A huge day of online shopping, possibly the biggest in Australian history, is coming up next week, according to industry forecasts.
eBay Australia predicted that Monday night, December 12 will be the website’s busiest sales day of the year, despite how close it is to Christmas.
The online auction house projected that shoppers may break the website’s previous records, set in December 2015 and 2014, by purchasing an average of 11 gifts per second.
Desktop purchases will go into hyperdrive between 8pm and 9pm, and mobile purchases between 9pm and 10pm, the company said.
This year’s busiest day for eBay is a full week later than in previous years. Better delivery options explain the late rush.
“This appears to be a real tipping point in the way Australian’s shop in the lead up to Christmas,” eBay Australia spokesman Steve Brennen said in a statement.
Australians are expected to buy: a piece of jewellery or a health and beauty item every three seconds, something for a pet every 10 seconds, and a Pokémon item every 16 seconds.
They’ll also buy a Star Wars item every 33 seconds, a smart watch every 50 seconds, an Apple product every 55 seconds, and a pool inflatable every 90 seconds, according to eBay.
It predicted the top-spending postcodes on the frenzied night will be Campbelltown and Liverpool in NSW, Truganina and Werribee in Victoria, and Mackay and Toowoomba in Queensland.
Or will it be December 13?
While this is expected to be eBay’s biggest day, it may not be the craziest online shop for the entire nation. According to other experts, the national peak will actually be one day later, on Tuesday, December 13.

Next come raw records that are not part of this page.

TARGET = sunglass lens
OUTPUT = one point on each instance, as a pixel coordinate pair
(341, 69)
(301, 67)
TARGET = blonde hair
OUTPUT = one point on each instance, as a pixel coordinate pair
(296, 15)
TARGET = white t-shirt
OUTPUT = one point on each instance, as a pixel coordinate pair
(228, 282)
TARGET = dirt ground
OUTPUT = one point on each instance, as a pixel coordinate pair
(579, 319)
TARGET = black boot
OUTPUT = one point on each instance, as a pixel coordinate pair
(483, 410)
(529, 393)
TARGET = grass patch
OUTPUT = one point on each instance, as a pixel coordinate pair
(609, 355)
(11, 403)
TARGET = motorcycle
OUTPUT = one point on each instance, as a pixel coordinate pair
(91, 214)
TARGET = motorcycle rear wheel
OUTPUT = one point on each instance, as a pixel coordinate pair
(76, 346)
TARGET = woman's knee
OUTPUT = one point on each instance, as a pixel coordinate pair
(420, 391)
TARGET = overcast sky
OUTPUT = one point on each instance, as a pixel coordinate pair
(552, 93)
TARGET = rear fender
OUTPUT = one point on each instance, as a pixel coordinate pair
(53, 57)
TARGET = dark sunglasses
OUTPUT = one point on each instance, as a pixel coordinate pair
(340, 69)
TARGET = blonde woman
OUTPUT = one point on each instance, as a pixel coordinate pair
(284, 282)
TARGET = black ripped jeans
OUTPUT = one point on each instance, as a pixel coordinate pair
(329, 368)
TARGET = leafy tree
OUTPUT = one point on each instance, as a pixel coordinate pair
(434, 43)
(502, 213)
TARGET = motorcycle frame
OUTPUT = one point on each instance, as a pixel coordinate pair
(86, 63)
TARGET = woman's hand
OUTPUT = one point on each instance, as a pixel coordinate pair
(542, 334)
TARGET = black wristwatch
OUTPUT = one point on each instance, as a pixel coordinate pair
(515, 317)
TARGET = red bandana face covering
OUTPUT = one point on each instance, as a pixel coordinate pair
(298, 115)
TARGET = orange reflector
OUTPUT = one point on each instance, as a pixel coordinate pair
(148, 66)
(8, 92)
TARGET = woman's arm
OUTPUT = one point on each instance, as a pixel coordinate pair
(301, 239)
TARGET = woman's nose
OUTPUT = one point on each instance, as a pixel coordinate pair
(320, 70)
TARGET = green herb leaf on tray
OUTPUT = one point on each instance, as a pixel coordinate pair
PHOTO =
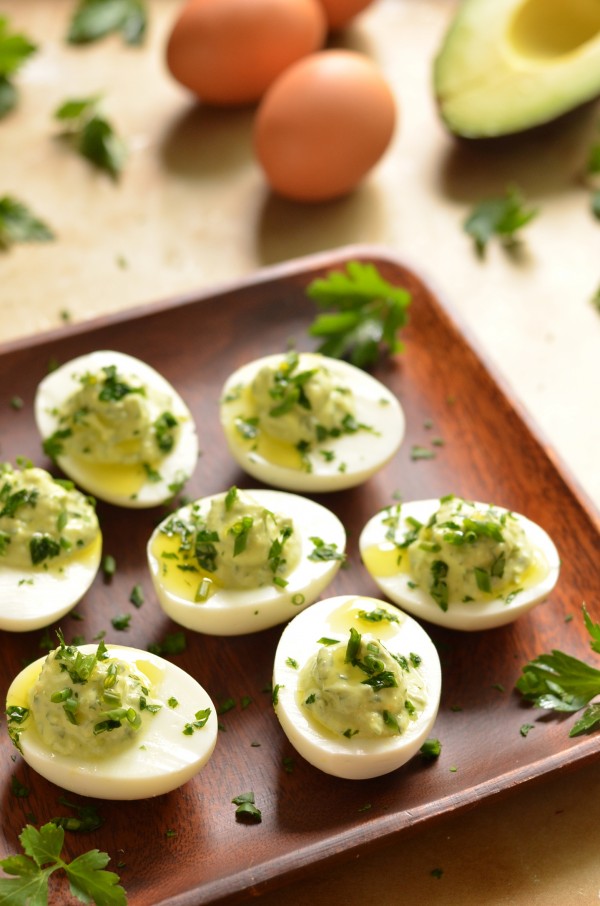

That’s the prediction of software company Adobe Australia, which said online shopping would peak in Australia and New Zealand on that night.
The citizens of both countries will spend a combined total of $236 million or $9.50 per internet user during the bonanza, Adobe said.
It based its prediction on a survey of just over 800 internet users in both countries, and said the surge was partly explained by the rising popularity of smartphone and tablet purchases.
“This data speaks plainly – the future of Christmas shopping is online, and it’s increasingly mobile. In fact, in Australia and New Zealand, retail is one of the leading sectors for smartphone traffic and one of the fastest growing sectors for average mobile conversion year-on-year growth,” Adobe Australia spokesman Chris Skelton said in a statement.
“More and more, Australian consumers have no need to push through the crowds at busy brick and mortar stores, as they are aware that better deals, a wider selection of products and cheap home delivery are all available from the device in their pocket.”